Until a laudatory article in the Los Angeles Times turned me on to Lifetime‘s Any Day Now three years ago, I hadn’t watched a television program with any degree of loyalty since The Wonderful World of Disney, when I was about 9. The back-to-school doldrums of Sunday night were made bearable by the serial adventures of dogs and horses and prairie kids, by the drawling but impassioned narrations, and the improbable blessings that Tinker Bell bestowed on the proceedings every week with her wand and its streaks of fairy dust. I sat in front of the set with my bowl of ice cream or cinnamon graham crackers (both, if I was lucky) and happily suspended disbelief for an hour, transporting myself not just to the homestead on the screen but to much more rarefied and fantastic places in my head -- a household where I was an only child with my own room, for instance. Back when I was young, and the age of irony and cable programming was miles into the future, television was a far more logical conduit for imagination and wishful thinking than it is now, and though no substitute for books, it was a reasonable proxy. In my mind, The Wonderful World of Disney, with a few exceptions involving Daniel Boone and some other boring boy-driven stuff, was exactly that -- wonderful.
Twenty-five years out of elementary school, blessed with a job that virtually never required me to punch a clock, I liked that Any Day aired Sunday nights. Psychologically, I was still living the workweek of a fourth-grader -- joyous on Fridays after the bell rang, blissful on Saturday, despondent on Sunday as night came on and the tedium of Monday loomed. I needed one last fix of magic and indolence, and though glowing reviews of Any Day Now described it as more earthbound than I would have liked -- it focused a lot on race and social issues, things I considered important but not compatible with ice cream and cookies -- I decided to give it a shot. I loved it almost immediately. I took to the exploits of Annie Potts and Lorraine Toussaint, the two actresses playing best friends M.E. and Rene across the color line in the Deep South, the way I‘d taken to the prairie kids. While I appreciated the show’s nerve and social commentary, I loved the more quotidian plot points -- Rene‘s modulating hairdo and model house, M.E.’s weight gain. Here was an expression of my updated fantasy of race and life mingling unremarkably, all the time; here I could care about love interests and new outfits and Rene‘s death-row clients with equal fervor. That black Rene was the successful lawyer and white M.E. the bored housewife felt like less of a political statement and more a mere fact of friendship.
But I watched Any Day Now not for its progressiveness but for its reassurance of the familiar and its resonance with my own workaday fears and irresolutions. When the show first aired, I was a single woman who admired Rene for being the same, for being happy and productive and a sharp dresser to boot. In Rene, I discovered a woman who could recite every provision of the Civil Rights Act, sew up a discrimination suit with a stirring closing argument and then hit the road in her top-down Mercedes for a shopping and spa weekend with M.E.; a black superwoman who had casually broken clean from the superwoman mold of old: set face, iron will, minimal sense of humor bred by hard circumstances.
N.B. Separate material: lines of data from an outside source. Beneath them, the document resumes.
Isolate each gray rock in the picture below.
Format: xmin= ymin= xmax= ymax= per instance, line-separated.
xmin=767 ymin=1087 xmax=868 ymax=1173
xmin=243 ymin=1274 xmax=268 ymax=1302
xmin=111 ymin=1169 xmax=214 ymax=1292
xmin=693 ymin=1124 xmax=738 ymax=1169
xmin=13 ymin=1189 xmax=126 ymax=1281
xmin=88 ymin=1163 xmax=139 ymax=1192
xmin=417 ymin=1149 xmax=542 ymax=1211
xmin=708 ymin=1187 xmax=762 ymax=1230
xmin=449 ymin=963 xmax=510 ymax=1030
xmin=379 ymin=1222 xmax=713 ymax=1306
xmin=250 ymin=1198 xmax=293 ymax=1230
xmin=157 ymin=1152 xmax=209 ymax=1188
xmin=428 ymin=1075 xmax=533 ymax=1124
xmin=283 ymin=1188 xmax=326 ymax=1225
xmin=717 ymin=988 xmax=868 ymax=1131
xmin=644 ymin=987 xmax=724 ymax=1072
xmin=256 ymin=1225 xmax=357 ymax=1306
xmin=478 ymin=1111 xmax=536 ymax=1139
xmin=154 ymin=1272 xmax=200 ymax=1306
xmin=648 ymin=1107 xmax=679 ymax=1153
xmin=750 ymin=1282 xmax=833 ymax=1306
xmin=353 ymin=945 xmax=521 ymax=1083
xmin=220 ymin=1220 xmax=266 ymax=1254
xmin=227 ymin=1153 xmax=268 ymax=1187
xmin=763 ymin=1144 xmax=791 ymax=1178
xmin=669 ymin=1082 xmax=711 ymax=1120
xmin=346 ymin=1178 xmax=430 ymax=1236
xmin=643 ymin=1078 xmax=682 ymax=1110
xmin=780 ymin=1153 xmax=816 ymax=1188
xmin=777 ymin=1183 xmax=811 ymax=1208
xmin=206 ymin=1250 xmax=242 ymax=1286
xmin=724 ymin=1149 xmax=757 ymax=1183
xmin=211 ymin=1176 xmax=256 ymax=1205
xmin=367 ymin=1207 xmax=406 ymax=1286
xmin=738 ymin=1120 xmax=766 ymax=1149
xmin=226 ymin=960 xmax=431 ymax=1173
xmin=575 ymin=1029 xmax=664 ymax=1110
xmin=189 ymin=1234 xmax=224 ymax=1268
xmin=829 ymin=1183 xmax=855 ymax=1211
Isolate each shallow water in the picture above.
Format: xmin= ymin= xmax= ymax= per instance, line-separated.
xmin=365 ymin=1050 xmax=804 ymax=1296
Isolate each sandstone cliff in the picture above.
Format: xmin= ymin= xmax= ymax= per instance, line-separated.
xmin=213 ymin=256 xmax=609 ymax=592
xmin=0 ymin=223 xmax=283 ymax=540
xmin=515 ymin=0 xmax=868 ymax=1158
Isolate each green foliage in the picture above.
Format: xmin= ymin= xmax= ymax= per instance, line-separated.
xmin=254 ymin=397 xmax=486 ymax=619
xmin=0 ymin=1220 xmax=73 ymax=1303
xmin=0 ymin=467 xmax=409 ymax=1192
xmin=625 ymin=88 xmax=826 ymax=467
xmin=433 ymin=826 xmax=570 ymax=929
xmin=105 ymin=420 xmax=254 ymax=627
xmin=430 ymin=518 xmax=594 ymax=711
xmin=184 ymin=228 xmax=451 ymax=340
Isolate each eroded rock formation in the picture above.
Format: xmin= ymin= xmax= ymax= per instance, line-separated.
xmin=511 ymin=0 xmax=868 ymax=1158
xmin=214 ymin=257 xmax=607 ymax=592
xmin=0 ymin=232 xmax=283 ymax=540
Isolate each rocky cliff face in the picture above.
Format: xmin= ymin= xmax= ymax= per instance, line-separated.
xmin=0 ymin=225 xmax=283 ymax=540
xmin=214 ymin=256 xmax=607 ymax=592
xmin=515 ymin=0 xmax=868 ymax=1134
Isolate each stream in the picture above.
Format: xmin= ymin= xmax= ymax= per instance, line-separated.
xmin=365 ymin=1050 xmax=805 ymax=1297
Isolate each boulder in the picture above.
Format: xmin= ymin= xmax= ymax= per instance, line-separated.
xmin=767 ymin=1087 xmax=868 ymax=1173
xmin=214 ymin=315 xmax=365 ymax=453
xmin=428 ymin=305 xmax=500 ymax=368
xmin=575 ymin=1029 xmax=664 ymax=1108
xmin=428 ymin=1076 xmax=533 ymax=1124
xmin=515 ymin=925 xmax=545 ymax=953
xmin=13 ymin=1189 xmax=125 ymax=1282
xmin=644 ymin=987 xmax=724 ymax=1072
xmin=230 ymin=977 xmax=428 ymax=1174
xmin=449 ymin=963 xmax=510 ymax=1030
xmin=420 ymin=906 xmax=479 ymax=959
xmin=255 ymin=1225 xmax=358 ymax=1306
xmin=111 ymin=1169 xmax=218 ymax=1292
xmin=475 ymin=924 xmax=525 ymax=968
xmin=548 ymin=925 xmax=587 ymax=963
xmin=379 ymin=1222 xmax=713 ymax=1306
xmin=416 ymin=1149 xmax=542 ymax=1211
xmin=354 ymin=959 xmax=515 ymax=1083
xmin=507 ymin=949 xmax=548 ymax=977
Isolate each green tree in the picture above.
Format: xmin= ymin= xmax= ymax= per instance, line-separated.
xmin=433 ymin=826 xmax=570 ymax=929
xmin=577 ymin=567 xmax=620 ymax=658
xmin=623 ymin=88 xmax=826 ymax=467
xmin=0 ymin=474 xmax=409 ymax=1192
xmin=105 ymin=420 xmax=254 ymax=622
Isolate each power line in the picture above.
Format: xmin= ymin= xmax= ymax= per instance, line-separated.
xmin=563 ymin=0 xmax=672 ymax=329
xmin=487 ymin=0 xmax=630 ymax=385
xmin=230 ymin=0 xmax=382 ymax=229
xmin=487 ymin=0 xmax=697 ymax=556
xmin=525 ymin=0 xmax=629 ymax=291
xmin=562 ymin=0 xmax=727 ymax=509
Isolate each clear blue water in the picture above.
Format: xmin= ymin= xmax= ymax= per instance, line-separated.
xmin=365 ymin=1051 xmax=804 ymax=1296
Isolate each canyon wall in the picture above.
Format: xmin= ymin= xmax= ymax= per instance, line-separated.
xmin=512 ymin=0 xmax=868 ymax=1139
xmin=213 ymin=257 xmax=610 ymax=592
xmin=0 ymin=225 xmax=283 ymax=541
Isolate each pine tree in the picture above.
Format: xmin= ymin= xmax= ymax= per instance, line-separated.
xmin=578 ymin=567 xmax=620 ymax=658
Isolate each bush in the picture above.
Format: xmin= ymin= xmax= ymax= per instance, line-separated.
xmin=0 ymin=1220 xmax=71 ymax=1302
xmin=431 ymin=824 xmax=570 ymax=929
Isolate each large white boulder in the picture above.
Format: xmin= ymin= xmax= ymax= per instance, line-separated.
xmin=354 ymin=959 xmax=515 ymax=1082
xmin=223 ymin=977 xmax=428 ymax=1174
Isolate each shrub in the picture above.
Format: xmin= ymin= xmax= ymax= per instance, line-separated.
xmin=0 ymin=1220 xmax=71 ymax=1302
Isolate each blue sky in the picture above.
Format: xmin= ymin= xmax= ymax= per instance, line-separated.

Week after week, Rene proved to be enviably rounded, not a perfect character but a perfect confluence of all the disparate psychic pieces of black history and scattershot ambitions of the present. She had grown up middle-class and educated but segregated in Birmingham, the ground-zero city of the Movement. She carried her race-consciousness and activist zeal intact into adulthood, but on the show she’s young enough to have lived the second incarnation of the Me decade of the ‘80s and early ’90s. Her hair is never out of place and her crusader cape never far out of reach.
Yet even when she dons the cape she remains largely a heroine by happenstance, prompted into action by the repeated importunities of a homeless woman, or a man with dreadlocks who vociferously complains of being harassed at work because of his hairstyle. Rene knows the blatancy of old injustices and understands the subtleties of the new; her clientele are not merely black but white, Latino, poor, disabled. She can maintain the myriad perspectives demanded by a new age yet never lose herself or the edges of her own racial identity -- a feat worthy of Tinker Bell. Best of all, she gets to bitch about everything to her friend M.E., with whom she forged an improbable, nearly illegal friendship in the fires of racial strife in the South. In one episode Rene, in the midst of campaigning to be Birmingham‘s district attorney, finds herself having to solicit support from a group of influential black women, all of them also exclusively light-skinned; Rene, who is unavoidably brown-skinned, gripes about enduring intraracial hierarchies and the phenomenon of being “colorstruck.” To which M.E. shrugs and says, “I thought you were all just black.”